Неверие, что такое имеет место быть, и откуда-то изнутри заливало душу радостное предвкушение — через пять с половиной-шесть месяцев у него, перенесшего, казалось бы, неизлечимую болезнь, разуверившегося во многих и многом, не верящего, что сможет зачать ребенка… у него родится… человечек?? Он опять зажмурился, и верилось, и не верилось ему в такое! Поприкидывал Демид — по всему получалось, сможет он приехать к августу, были кой какие недоделанные дела, да и нельзя было с бухты-барахты взять все и бросить. Пять лет, прожитых здесь, они наложили свой отпечаток на его жизнь — привык все доводить до конца, естественно, бросить все он просто не сможет. Надо было тщательно прибрать и закрыть все, собрать поспевающий урожай — одна Маринкина смородина стояла обсыпенная — чтобы ни люди, ни звери не смогли залезть в их с Миком, да и Маринкой, жилье. Собрать и взять с собой самое необходимое, плюс то, что очень дорого ему. Следовало обсудить все с Иванычем, чтобы он там не выступал зря. Ночью Демид весь изворочался, вставать не стал — зная, что Файзулла чутко спит, под утро в дреме снилась всякая ерунда:
Маринка с большим животом, ругаясь, говорила ему:
— Я Мика люблю, а ты иди куда хочешь! — а Демид изумлялся, говоря ей, что Мик — всего лишь собака. Проснулся, долго лежал, осмысливая весь бред, потом четко вспомнил, мамка его всегда говорила:
— Приснится собака — к другу.
— Хмм, друг у меня здесь один — Файзулла, посмотрим.
Зная, что Маринка будет после пяти по Москве, позвонил пораньше — четко обосновал все Коле, тот, на удивление, ни разу не возразил.
— Ты, это, мужик правильный, знаю. Жить-то где станете? Понимаю, тебе в деревне лучше, там Шурка с козами, да и чижикам в городе сподручнее, ты только не вздумай их туда, к себе на родину увозить, я без пацанов — сам знаешь — загнусь. А с другой стороны — чё заморачиваться?? Приедешь, и прикинем все.
— У нас сейчас выпускной, елки зеленые, на носу. Придумают же — мы учились, ни фига не было выпускных, только в восьмом и десятом! — услышав, что явились пацаны и Маринка, перевел тему разговора Коля. — Не знаю, может, им это, как называется пиджак такой навороченный, Петь?
— Смокинг, дед, темный ты у нас! — ответил Петька, расцветая — увидел Демида.
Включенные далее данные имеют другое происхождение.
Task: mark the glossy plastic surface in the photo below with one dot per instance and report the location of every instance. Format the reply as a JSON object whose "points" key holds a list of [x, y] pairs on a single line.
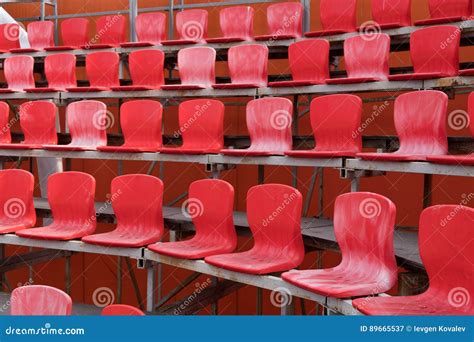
{"points": [[140, 121], [446, 11], [366, 59], [364, 226], [236, 24], [309, 63], [278, 243], [121, 310], [138, 207], [447, 251], [196, 67], [337, 16], [40, 300], [285, 21], [60, 70], [335, 120], [269, 125], [434, 53], [201, 126], [146, 70], [16, 200], [420, 120], [210, 205], [247, 67], [87, 122], [191, 26], [71, 198]]}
— Здрасьте, дядь Демид! А у нас… — и понеслось, ребята, перебивая друг друга, торопились рассказать ему все новости, спрашивали совета, Демид обстоятельно отвечал, что-то советовал, что-то категорически не рекомендовал, кося краем глаз ана Маринку, скромно сидевшую возле пацанов. Наконец мальчишки, рассказав все, пошли на кухню, надо было поесть.
— Привет, Демид!
— Привет Марин! Как дела? — Демид внимательно вглядывался в её лицо — она стала какая-то не такая, в глазах не было тоски и обреченности, наоборот, от неё шло спокойствие, как бы встряхнулась. Поговорили, посмеялись, Демид ждал, скажет или нет?
— Не сказала!! Ах ты, коза упертая! Значит, все верно! — Демид прикинул. — Пусть пока поупивается своей решимостью не говорить, мы тоже не лыком шиты! Пацаны старше матери по размышлениям, но женщина беременная, что её волновать, вот приедет он, разберутся. — И хитро так заулыбался, подумав про себя: — Это сейчас ты спокойно сидишь, а когда живот появится? У прежней Маринки, судя по фото, его можно было принять за жировые накопления, а сейчас, с худобой-то?? Я терпеливый — подожду!
А Маринка уже боялась повернуться боком, живот чуть-чуть обозначился, Демид — мужик цепкий, вмиг бы углядел. Она и сама не знала, почему не говорит ему про ребенка… скорее всего боялась его первой реакции, мало ли, вырвется у него недовольство или какое-то нежелание. Демид однозначно не откажется от ребенка, благородный же, только как Маринке потом жить, она же эту первую реакцию не забудет. Накручивала сама себя, не прошли у неё все страхи, боялась она, боялась больше всего в нем, таком надежном, нечаянно разочароваться. Вот и прятала страх в душе, откладывая на потом, держа в запасе трусливую мыслишку, что все как-то само разрулится, без её участия. Может, вот родит, тогда и скажет, как пойдет. Демид бы и обиделся, но зная, какая она была, примерно понимал, почему она так себя повела — отрицательный опыт, он даже не запоминается, он под кожу въедается.